En psychiatrie adulte, l’identification d’endophénotypes susceptibles de faciliter l’analyse de la composante génétique a bénéficié des travaux remettant en question la validité biologique des classifications diagnostiques et connaît un développement important ces dernières années. La schizophrénie est la pathologie pour laquelle nous disposons du plus grand nombre d’exemples. La première étape de la recherche d’endophénotypes consiste à démontrer l’existence de différences phénotypiques entre des apparentés non atteints de patients souffrant de schizophrénie et des témoins. Ainsi, ont été mis en évidence plus fréquemment chez les sujets souffrant de schizophrénie que chez les témoins des anomalies de la poursuite oculaire [17], des déficits neuropsychologiques [8], en particulier de l’attention ou de la mémoire de travail, et des anomalies des potentiels évoqués [12]. Des études de liaison génétique utilisant ces endophénotypes ont fourni des résultats très encourageants, en identifiant des localisations chromosomiques (le gène du récepteur alpha7-nicotinique en 15q14, pour les anomalies de l’onde évoquée P50 et des régions du chromosome 6 qui avaient été par ailleurs suggérées dans la schizophrénie) [1]. De même, l’utilisation des anomalies de l’onde évoquée P300 a permis de mettre en évidence deux liaisons significatives (chromosomes 2 et 6) révélant des marqueurs de vulnérabilité à l’alcoolisme [2]. Des données préliminaires utilisant l’amplitude et la latence de l’onde P300 ont également été obtenues dans la schizophrénie et le trouble bipolaire [20].
Conclusion
L’étude des facteurs de vulnérabilité génétique a bénéficié, ces vingt dernières années, des progrès conjoints de la génétique moléculaire et de la génétique épidémiologique.

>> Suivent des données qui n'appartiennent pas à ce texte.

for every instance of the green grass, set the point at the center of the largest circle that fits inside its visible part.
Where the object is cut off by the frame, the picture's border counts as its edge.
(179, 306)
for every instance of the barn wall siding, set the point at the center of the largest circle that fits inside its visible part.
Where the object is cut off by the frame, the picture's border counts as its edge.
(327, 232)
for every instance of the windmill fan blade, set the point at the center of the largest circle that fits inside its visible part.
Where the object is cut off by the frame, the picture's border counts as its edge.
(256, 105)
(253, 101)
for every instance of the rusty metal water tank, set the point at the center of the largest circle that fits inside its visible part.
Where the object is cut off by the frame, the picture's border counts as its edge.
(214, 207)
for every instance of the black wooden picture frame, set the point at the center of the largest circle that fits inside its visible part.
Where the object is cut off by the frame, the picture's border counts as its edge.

Les premiers ont conduit à la caractérisation d’un nombre croissant de marqueurs génétiques et les seconds au développement de méthodes d’analyse et de modélisation adaptées aux maladies multifactorielles. La caractérisation biologique de ces différentes pathologies psychiatriques a permis de suspecter certains gènes de vulnérabilité, dits gènes « candidats ».

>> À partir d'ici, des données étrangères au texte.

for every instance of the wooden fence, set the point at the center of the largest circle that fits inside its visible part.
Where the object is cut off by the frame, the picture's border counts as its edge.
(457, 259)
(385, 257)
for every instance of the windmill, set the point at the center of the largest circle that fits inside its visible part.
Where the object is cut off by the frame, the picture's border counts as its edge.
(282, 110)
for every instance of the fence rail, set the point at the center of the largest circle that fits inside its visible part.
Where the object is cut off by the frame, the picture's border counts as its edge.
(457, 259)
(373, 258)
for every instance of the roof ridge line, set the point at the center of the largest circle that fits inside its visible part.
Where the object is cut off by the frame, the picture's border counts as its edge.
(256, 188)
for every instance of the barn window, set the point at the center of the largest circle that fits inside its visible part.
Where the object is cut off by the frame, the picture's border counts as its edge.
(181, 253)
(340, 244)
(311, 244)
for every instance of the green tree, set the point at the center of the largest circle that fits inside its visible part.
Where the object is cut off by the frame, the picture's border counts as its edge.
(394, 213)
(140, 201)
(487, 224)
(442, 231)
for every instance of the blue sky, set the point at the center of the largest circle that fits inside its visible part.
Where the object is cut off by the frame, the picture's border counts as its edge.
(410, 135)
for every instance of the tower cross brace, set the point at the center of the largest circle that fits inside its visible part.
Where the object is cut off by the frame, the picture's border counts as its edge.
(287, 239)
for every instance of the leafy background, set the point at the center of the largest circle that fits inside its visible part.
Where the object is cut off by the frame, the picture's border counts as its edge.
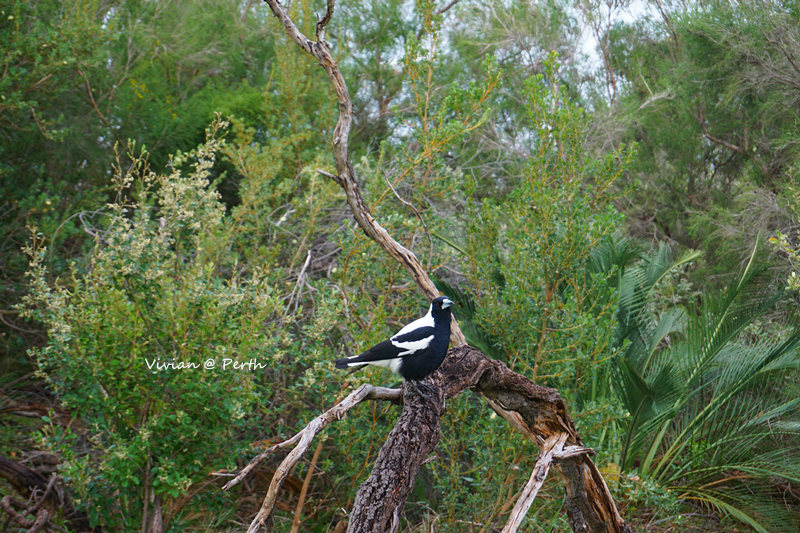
(616, 219)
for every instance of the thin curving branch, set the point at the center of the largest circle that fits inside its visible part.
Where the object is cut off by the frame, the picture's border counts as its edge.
(537, 412)
(346, 178)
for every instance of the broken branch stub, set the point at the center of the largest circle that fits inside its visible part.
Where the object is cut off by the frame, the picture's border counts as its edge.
(537, 412)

Les redéfinitions du phénotype maladie qu’impose l’analyse de la composante génétique pourraient contribuer à l’émergence de modèles différents pour les pathologies psychiatriques et à redéfinir la nosographie psychiatrique. Plusieurs résultats, encore préliminaires, invitent à reconsidérer les catégories diagnostiques pour prendre en compte leur caractère multidimensionnel et les considérer comme l’assemblage de plusieurs entités discrètes, chacune ayant un mode de transmission plus simple, en interaction entre elles et avec des facteurs d’environnement. Dès lors, on peut envisager que certaines dimensions (comportement suicidaire, propension à délirer, catatonie, etc.) puissent se rencontrer dans différentes pathologies et rendre compte de la notion de spectre d’une pathologie. C’est ainsi que les conduites suicidaires devraient faire leur entrée dans le DSM-5 sous forme d’une entité morbide indépendante. De même, certaines caractéristiques telles que l’âge de début des troubles devraient être prises en compte pour spécifier certains sous-groupes de pathologies décrites dans ces classifications.